If you need a Church school lesson this weekend for St. Gregory Palamas Sunday, this is one of our favorites. St. Gregory loved the Jesus Prayer.
For the youngest kids, like this example made by my three-year-old, I use a 1in paper punch and black construction paper to make the prayer rope knots. I also write the words to the Jesus Prayer for them (using metallic or white gel pen works best).
Other options:
• Slightly older children can can paste the words to the prayer on their knots
• Children able to write can write it themselves on their knots
• You can have kids copy the whole prayer out on a piece of handwriting paper and draw a larger number of knots prayer rope around the prayer
• For fine motorskills development black pony beads and elastic string can be used to make beaded prayer ropes
• If there is someone in the parish that makes prayer ropes, a lesson can be given to older kids to pass the craft on to the next generation (this is very important as so many traditions are being lost!) or you can try to learn together from online tutorials
Similar versions of this lesson abound.

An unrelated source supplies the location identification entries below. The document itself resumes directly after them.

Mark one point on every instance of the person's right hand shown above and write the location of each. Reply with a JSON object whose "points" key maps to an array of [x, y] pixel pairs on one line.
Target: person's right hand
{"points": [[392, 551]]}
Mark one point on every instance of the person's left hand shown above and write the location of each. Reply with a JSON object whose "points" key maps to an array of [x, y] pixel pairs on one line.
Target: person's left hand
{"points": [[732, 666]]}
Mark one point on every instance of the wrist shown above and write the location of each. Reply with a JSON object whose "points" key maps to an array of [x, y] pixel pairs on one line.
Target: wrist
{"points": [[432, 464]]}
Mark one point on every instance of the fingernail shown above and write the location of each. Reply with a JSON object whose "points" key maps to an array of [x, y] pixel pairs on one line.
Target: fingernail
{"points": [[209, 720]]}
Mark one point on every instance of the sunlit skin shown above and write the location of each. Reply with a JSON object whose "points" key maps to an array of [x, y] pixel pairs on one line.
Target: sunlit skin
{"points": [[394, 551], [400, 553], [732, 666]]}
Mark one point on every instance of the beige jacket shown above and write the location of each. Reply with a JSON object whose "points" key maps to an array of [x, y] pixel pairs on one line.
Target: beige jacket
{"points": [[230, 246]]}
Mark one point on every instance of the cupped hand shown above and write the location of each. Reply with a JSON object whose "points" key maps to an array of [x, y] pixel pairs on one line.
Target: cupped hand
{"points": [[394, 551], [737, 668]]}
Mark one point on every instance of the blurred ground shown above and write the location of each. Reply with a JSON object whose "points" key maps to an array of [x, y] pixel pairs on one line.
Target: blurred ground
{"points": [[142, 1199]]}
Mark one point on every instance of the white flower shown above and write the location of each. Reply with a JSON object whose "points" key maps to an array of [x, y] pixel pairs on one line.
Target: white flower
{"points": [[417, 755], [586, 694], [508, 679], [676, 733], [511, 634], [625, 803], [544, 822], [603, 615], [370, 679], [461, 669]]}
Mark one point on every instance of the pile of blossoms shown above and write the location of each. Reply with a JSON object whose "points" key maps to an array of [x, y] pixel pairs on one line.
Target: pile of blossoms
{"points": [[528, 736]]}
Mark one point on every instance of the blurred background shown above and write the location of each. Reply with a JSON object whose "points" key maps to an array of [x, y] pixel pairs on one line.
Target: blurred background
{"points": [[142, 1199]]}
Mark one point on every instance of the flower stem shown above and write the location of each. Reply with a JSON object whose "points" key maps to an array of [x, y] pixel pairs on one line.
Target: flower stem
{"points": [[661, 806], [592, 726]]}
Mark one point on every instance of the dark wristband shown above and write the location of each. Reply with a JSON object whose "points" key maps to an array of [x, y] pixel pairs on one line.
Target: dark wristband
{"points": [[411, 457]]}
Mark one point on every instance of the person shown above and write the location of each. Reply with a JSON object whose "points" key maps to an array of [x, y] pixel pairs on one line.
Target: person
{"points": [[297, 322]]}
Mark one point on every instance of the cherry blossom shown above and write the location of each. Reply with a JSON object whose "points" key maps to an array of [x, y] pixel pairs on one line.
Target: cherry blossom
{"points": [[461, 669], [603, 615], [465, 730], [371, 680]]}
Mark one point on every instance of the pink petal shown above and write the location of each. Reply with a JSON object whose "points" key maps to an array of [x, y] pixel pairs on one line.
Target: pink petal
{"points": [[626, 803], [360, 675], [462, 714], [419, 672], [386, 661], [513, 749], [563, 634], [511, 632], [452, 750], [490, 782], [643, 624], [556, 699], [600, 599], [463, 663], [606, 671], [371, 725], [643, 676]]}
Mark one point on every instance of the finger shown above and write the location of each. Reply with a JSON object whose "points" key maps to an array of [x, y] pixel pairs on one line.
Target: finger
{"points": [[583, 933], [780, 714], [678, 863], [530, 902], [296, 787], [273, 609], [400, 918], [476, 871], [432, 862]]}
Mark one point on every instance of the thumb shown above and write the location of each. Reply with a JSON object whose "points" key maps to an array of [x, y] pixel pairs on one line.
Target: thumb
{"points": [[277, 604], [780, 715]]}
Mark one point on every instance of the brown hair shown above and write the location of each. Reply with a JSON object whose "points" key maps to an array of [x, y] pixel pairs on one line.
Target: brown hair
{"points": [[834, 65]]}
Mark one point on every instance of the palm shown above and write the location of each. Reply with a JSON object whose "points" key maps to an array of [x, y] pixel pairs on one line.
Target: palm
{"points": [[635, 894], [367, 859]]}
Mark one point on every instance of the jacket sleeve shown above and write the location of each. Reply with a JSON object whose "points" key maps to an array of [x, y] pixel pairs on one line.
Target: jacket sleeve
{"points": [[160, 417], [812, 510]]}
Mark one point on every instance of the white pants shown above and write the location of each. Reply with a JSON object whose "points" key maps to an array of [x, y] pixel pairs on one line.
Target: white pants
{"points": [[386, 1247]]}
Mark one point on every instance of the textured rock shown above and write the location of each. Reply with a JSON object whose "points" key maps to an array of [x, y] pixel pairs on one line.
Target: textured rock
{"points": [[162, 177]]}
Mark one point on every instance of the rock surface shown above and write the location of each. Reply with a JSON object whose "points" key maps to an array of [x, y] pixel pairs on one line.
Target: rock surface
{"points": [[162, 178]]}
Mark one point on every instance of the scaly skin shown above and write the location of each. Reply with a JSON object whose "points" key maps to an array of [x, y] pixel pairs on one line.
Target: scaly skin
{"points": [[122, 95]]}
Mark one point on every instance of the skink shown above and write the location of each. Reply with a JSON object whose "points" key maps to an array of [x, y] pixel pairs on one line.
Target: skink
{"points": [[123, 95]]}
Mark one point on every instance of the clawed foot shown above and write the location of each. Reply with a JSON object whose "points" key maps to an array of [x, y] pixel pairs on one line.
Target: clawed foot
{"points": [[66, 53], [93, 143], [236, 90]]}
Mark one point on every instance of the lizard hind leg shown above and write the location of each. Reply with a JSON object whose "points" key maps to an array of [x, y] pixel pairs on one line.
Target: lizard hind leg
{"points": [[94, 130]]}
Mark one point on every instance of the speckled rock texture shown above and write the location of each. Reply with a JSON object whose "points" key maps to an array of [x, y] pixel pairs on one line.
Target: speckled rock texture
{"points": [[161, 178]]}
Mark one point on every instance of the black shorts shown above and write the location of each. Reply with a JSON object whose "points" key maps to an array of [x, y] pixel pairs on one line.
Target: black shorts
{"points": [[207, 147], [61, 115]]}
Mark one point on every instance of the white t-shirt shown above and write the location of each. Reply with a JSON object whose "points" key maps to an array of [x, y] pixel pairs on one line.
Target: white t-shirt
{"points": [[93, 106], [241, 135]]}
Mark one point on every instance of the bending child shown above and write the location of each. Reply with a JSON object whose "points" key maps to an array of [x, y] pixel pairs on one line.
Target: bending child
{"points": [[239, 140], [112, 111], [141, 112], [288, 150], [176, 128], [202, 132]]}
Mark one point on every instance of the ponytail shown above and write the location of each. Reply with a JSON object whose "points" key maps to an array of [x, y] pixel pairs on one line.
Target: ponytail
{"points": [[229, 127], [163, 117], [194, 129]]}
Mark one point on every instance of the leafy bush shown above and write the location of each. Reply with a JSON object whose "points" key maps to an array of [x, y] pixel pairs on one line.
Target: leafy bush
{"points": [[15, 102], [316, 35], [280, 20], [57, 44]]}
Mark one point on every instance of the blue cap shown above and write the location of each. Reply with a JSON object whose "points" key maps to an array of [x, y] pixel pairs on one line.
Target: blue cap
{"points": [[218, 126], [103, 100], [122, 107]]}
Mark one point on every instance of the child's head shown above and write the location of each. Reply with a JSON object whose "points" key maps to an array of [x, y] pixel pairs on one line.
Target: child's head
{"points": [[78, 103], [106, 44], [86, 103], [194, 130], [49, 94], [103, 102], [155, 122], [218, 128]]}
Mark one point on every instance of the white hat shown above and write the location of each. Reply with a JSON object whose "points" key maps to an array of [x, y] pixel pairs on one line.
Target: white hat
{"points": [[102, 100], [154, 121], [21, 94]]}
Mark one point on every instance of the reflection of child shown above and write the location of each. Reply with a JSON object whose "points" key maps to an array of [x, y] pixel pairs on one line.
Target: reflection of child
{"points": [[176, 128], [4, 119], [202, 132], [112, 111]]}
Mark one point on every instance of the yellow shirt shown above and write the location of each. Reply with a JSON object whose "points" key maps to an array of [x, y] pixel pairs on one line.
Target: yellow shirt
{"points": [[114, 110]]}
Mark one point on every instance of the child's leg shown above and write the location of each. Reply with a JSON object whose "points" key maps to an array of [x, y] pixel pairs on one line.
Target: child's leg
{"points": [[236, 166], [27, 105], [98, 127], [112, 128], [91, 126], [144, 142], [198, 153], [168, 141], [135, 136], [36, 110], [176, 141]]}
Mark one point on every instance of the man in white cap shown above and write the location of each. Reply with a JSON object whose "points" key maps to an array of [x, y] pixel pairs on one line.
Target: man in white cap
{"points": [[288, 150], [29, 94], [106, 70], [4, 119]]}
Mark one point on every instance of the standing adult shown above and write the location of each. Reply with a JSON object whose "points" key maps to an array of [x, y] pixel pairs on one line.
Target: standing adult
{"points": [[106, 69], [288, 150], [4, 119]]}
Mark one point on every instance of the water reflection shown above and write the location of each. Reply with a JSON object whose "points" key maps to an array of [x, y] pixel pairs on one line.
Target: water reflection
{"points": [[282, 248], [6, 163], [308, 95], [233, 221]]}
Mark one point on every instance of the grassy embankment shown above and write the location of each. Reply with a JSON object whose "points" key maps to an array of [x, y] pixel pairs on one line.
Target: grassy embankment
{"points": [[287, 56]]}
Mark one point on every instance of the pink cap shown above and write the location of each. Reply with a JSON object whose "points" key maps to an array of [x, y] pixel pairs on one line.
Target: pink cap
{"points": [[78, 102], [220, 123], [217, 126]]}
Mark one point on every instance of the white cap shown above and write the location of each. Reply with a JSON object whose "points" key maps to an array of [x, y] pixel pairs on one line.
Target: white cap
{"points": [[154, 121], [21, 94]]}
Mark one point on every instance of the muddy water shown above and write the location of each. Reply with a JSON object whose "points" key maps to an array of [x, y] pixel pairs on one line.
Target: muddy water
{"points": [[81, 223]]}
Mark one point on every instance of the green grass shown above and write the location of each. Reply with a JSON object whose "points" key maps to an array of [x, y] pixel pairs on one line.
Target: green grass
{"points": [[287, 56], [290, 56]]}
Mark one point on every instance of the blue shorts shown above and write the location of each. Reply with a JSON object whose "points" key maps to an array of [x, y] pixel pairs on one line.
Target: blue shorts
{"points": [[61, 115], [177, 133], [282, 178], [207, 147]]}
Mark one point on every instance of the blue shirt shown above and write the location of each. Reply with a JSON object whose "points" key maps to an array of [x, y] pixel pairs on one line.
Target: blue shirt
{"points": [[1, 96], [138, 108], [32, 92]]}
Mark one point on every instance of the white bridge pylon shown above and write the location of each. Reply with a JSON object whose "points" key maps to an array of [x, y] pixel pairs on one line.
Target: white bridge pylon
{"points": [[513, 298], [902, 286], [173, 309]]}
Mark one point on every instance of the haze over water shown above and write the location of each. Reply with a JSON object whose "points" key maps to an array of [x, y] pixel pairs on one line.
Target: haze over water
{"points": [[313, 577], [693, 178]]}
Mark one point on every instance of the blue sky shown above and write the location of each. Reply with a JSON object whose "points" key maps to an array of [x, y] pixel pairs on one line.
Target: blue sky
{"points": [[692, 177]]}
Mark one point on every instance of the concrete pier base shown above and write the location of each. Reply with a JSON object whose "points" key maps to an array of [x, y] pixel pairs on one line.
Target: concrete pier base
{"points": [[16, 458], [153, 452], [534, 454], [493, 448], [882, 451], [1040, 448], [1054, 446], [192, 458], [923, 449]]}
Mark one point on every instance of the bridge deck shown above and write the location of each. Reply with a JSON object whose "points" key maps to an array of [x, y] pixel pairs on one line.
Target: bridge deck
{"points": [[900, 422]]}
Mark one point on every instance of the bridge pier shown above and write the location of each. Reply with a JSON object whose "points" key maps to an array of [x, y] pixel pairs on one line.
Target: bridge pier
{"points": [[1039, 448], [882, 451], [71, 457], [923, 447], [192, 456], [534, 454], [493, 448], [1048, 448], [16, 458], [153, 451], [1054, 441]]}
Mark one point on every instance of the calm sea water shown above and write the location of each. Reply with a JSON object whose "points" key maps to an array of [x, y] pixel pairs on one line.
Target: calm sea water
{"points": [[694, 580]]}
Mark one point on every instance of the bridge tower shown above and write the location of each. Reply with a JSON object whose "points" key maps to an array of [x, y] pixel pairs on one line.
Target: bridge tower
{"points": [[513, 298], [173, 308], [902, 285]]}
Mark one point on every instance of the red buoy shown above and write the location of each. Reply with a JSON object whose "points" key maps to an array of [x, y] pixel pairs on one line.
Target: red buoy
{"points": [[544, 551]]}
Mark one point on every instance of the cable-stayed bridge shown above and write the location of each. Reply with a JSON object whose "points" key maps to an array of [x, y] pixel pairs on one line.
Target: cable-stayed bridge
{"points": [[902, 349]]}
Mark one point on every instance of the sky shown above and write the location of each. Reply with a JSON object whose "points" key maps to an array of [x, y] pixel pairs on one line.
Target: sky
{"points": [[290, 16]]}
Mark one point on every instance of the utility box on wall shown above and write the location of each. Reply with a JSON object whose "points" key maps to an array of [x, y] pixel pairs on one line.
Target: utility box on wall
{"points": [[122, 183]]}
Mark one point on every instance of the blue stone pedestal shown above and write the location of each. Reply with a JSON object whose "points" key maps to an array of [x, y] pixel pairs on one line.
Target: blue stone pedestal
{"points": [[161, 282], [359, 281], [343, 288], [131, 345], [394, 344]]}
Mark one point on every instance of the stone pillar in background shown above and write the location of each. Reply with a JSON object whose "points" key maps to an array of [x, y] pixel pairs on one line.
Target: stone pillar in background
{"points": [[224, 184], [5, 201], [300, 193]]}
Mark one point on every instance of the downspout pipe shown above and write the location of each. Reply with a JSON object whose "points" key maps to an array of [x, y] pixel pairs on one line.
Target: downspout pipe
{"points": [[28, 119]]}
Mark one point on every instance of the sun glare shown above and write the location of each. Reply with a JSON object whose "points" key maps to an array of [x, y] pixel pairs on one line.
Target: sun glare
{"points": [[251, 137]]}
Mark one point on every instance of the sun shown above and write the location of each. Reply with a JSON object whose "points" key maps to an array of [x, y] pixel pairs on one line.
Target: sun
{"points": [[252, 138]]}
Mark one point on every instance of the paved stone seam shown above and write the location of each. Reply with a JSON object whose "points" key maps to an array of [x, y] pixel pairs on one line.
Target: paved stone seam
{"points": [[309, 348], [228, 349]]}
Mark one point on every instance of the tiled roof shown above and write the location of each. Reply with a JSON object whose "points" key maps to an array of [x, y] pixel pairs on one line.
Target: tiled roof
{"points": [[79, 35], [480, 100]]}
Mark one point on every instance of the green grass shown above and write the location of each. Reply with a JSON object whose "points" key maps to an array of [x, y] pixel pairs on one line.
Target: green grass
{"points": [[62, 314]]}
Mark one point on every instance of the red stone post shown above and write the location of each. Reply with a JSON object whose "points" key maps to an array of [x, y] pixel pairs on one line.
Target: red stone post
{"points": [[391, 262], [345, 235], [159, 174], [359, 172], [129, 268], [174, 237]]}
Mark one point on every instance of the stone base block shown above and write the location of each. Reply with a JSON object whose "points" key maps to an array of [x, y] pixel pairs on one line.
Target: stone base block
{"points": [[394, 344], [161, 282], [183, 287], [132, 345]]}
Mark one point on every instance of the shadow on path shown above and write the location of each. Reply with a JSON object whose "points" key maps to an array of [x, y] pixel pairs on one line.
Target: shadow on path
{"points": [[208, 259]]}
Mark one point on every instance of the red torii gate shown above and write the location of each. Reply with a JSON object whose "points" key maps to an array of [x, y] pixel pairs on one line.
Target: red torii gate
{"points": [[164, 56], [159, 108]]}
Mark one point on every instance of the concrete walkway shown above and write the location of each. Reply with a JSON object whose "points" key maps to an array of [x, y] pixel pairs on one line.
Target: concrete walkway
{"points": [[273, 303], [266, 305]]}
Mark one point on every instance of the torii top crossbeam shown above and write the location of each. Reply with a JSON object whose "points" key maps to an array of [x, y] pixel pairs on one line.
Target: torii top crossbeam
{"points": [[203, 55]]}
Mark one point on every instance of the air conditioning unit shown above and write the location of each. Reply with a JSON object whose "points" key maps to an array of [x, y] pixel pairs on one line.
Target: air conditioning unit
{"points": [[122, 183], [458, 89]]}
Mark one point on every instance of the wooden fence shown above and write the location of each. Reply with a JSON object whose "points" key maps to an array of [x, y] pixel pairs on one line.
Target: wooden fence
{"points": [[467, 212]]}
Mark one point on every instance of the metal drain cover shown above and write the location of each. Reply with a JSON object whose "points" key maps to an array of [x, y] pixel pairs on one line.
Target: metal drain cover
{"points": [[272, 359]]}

I first learned a version of it from the Children’s Garden of the Theotokos curriculum by Macrina Elder, but here are a couple blog posts with variations:
• Creative Hands Creative Minds: St. Gregory Palamas
• Crafty Contemplative: A Child’s Lesson on St. Gregory Palamas
I think teaching our children the simple Jesus Prayer is an important life skill. I have had so many well meaning people try to teach my kids “meditation” from exercise videos incorporating yoga, to teachers trying to calm a class, to friends and relatives wanting to help them deal with anxiety and emotions. Not to get all fundamentalist here, but whenever I get wind of it I try to remind my kids that we already have this amazing tool in The Jesus Prayer.